When the transformant of the present invention is a prokaryote such as Escherichia coli or a eukaryote such as yeast, the medium for culturing these microorganisms includes a carbon source, nitrogen source,
Either a natural medium or a synthetic medium may be used as long as it is a medium containing inorganic salts and the like and capable of efficiently culturing the transformant.
Culturing is preferably carried out under aerobic conditions, the culturing temperature is usually 15 to 40 ° C., and the culturing time is usually 16 hours to 7 days. The pH of the culture solution can be adjusted using an inorganic or organic acid, an alkaline solution, urea, calcium carbonate, ammonia, or the like. In addition, if necessary during culturing,
Antibiotics such as ampicillin and tetracycline may be added to the medium.

As a medium for culturing a transformant obtained by using animal cells as host cells, RP which is generally used
M11640 medium, Eagle's MEM medium, DMEM medium or a medium obtained by adding fetal bovine serum or the like to these mediums is used. Culture is usually pH6~8,30~40 ℃, 1 under conditions such as 5% C0 ₂ presence
Do ~ 7 days. If necessary, antibiotics such as kanamycin and penicillin may be added to the medium during the culture.

As a medium for culturing the transformant obtained by using plant cells as host cells, MS medium, R2P medium and the like, which are generally used depending on the plant species, are used. Culturing is usually carried out for 1 to 21 days under conditions such as pH 6 to 8 and 15 to 35 ° C. If necessary, antibiotics such as kanamycin and hygromycin may be added to the medium during the culture.
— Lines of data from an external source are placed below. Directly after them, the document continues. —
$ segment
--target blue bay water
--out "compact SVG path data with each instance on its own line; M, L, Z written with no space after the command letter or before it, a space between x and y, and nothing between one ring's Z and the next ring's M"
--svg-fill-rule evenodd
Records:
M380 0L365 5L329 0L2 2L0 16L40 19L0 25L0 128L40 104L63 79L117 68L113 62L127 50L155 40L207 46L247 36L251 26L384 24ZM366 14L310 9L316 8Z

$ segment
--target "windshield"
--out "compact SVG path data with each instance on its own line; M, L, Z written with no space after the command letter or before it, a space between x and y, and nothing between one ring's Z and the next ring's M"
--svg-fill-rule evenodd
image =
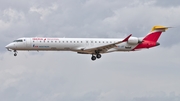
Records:
M14 40L13 42L23 42L23 40Z

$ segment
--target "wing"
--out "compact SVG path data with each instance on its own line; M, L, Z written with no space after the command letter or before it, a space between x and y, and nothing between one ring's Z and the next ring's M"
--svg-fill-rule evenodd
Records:
M116 45L117 44L120 44L120 43L123 43L123 42L126 42L128 41L128 39L131 37L132 34L130 34L128 37L126 37L124 40L122 41L118 41L116 43L112 43L112 44L107 44L107 45L104 45L104 46L99 46L99 47L94 47L94 48L89 48L89 49L82 49L81 52L79 53L84 53L84 54L94 54L94 53L104 53L106 52L107 50L111 49L111 48L114 48L114 47L117 47Z

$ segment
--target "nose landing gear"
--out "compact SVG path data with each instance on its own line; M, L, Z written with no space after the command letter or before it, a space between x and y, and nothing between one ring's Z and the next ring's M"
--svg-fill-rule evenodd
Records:
M17 51L16 50L14 50L14 56L17 56Z

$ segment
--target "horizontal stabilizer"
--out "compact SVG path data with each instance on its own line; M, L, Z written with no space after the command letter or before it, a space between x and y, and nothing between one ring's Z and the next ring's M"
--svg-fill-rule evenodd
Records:
M122 42L126 42L128 41L128 39L132 36L132 34L130 34L128 37L126 37Z
M171 27L165 27L165 26L154 26L151 30L151 32L155 31L155 30L160 30L162 32L165 32L168 28L171 28Z

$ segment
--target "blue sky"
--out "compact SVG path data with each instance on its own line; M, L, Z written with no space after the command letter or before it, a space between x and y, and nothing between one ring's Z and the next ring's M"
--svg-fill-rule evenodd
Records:
M0 1L0 98L2 101L179 101L180 1ZM160 46L90 55L18 52L5 45L19 37L121 38L168 29Z

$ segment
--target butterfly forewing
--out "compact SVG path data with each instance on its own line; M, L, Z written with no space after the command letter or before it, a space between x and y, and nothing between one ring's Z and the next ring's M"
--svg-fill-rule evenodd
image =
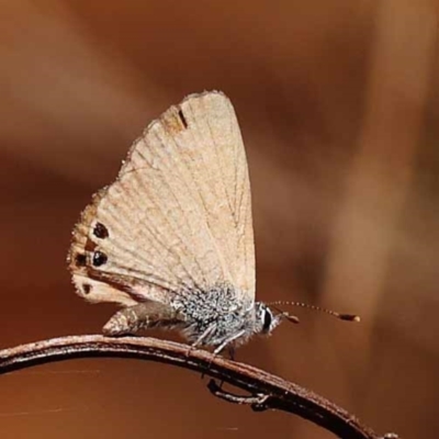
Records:
M224 282L255 297L247 161L224 94L190 95L148 126L82 214L70 268L92 301L168 302Z

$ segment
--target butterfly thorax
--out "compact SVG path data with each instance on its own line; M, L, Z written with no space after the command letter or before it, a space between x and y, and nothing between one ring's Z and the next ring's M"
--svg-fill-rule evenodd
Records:
M258 306L233 285L191 289L176 295L171 306L183 317L182 333L196 346L238 346L262 330ZM258 304L259 305L259 304Z

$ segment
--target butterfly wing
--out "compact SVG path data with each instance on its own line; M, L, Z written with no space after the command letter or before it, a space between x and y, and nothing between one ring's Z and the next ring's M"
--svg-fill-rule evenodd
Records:
M189 95L148 126L82 213L69 267L92 302L167 303L224 282L255 299L247 160L223 93Z

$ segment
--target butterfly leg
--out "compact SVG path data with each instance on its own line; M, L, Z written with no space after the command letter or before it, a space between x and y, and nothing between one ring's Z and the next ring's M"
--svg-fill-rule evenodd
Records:
M223 341L214 351L213 356L217 356L227 345L230 345L233 341L238 339L245 334L245 330L240 330L239 333L234 334L233 336L228 337L225 341Z
M189 347L188 352L185 353L187 357L191 354L191 352L196 349L203 340L213 331L215 330L215 326L209 326L207 329Z
M169 305L148 301L119 311L106 322L102 331L112 337L125 336L139 329L176 325L180 322L178 313Z

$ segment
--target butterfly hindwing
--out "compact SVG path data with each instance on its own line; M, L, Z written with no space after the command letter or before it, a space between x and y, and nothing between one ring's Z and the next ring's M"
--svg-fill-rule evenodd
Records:
M190 95L148 126L82 214L69 260L91 301L166 303L218 282L254 299L247 161L224 94Z

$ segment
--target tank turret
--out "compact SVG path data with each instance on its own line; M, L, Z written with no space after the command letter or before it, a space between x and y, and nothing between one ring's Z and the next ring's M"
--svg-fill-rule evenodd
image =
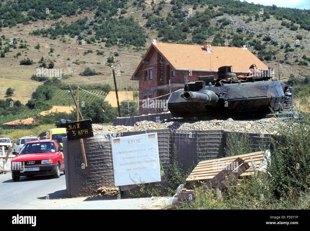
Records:
M238 78L231 72L218 72L222 78L217 79L213 76L199 77L170 94L168 109L174 117L183 118L259 118L271 117L274 112L287 113L294 107L290 104L294 90L280 81L270 80L268 70L255 77Z

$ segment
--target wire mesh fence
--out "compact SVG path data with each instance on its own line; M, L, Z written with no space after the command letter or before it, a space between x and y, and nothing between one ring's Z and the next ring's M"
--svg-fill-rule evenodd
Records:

To isolate and purify the protein of the present invention from the culture of the transformant, conventional protein isolation and purification methods may be used. For example, the protein of the present invention is
When the cells are expressed in a lysed state, after culturing, the cells are collected by centrifugation and suspended in an aqueous buffer solution, and then disrupted by an ultrasonic disruptor, a French press, a Mantongaurin homogenizer, a Dynomill, etc. , To obtain a cell-free extract. From the supernatant obtained by centrifuging the cell-free extract, a usual protein isolation and purification method, that is,
Solvent extraction method, salting-out method with ammonium sulfate, desalting method, precipitation method with organic solvent, anion exchange chromatography method using a resin such as diethylaminoethyl (DEAE) sepharose, S-Sepharose FF (Pharmacia), etc. Cation exchange chromatography using resin, butyl sepharose, phenyl sepharose and other resins using hydrophobic chromatography, molecular sieve gel filtration method,
A purified sample can be obtained by using techniques such as an affinity chromatography method, a chromatofocusing method, and an electrophoretic method such as isoelectric focusing, alone or in combination.
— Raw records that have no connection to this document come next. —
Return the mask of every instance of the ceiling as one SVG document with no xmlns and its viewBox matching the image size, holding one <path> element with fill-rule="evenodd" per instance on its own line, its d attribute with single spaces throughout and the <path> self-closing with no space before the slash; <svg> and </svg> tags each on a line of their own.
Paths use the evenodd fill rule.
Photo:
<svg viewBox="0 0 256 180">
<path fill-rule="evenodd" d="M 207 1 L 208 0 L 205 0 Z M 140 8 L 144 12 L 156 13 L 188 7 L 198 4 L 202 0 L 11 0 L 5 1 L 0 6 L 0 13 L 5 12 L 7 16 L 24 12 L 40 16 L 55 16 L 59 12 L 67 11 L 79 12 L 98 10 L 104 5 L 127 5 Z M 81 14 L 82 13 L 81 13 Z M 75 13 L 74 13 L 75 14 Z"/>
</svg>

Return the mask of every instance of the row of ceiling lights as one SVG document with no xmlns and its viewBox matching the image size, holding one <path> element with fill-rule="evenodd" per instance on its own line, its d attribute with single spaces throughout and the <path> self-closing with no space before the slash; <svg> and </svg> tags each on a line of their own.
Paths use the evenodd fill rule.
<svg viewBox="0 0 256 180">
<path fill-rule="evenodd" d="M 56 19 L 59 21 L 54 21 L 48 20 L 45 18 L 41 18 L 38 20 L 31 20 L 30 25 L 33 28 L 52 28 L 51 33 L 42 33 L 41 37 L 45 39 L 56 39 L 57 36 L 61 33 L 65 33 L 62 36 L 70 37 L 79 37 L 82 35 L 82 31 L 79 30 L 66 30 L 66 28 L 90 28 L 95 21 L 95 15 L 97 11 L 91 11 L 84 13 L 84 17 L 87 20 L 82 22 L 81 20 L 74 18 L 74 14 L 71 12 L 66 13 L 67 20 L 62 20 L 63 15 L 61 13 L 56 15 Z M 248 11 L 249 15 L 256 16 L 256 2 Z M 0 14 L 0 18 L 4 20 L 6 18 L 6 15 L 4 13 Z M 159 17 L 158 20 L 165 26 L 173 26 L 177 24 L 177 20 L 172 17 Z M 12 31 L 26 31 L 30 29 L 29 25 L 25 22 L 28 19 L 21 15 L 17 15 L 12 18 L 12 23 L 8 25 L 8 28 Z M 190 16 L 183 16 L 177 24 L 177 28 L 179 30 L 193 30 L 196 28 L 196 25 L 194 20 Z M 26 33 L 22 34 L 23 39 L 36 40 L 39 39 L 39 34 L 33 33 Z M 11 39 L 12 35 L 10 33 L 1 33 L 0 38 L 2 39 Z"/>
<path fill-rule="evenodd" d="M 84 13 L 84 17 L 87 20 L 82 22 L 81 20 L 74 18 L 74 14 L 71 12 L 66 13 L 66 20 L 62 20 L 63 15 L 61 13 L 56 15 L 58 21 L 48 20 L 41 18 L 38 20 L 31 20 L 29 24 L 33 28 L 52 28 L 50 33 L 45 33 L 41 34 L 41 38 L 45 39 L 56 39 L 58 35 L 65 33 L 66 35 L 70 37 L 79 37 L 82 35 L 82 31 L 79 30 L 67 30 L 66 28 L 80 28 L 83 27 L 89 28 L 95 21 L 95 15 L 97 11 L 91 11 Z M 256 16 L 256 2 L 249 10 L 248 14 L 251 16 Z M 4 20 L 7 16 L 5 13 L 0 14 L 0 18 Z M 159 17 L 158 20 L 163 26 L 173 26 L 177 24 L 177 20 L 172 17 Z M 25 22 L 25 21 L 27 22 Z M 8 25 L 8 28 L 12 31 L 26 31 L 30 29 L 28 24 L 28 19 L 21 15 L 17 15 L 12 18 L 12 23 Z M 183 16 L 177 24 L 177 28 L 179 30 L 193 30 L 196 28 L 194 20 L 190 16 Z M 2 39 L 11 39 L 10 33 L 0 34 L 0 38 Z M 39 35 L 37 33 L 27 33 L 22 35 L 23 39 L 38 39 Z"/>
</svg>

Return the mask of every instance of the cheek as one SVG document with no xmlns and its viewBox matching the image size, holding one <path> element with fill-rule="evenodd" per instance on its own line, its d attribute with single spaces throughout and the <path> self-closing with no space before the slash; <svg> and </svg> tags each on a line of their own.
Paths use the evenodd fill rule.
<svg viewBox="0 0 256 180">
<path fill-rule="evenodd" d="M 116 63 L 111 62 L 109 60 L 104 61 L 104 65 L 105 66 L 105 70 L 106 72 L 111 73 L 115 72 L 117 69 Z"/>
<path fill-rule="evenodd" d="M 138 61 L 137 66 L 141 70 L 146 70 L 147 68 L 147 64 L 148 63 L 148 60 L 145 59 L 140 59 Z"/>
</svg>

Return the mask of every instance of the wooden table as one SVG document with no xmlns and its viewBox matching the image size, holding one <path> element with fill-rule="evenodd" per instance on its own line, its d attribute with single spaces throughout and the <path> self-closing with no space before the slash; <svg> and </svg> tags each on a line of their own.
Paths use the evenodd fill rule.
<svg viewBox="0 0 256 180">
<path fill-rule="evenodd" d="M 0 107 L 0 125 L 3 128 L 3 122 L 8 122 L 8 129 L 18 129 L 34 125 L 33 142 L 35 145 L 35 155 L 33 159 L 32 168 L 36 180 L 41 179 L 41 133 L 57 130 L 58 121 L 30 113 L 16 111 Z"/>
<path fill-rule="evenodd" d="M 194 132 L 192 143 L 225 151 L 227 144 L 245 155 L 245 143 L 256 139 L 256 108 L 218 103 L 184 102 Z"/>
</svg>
(F) Sphingomyelin Detection Reagent The present invention also relates to a sphingomyelin detection reagent containing the above-described protein of the present invention. Since the protein of the present invention can specifically recognize sphingomyelin, it is useful as a sphingomyelin detection reagent. When the protein of the present invention is used as a reagent for detecting sphingomyelin, the protein of the present invention may be used alone as it is, or may be used as a labeled protein labeled with a substance for detection. The type of labeling substance for detection is not particularly limited, but for example,
Affinity substances (eg maltose binding protein (Malt
ose-binding protein), biotin, avidin, streptavidin, etc.), enzyme (for example, horseradish peroxidase or alkaline phosphatase) fluorescent substance (Cy5, Cy3 (above Amersham), fluorescein, tetramethylrhodamine, Texas red, acridine orange, etc. ), Chemiluminescent substances (for example, luminol, acridinium-I, etc.), radioactive substances and the like.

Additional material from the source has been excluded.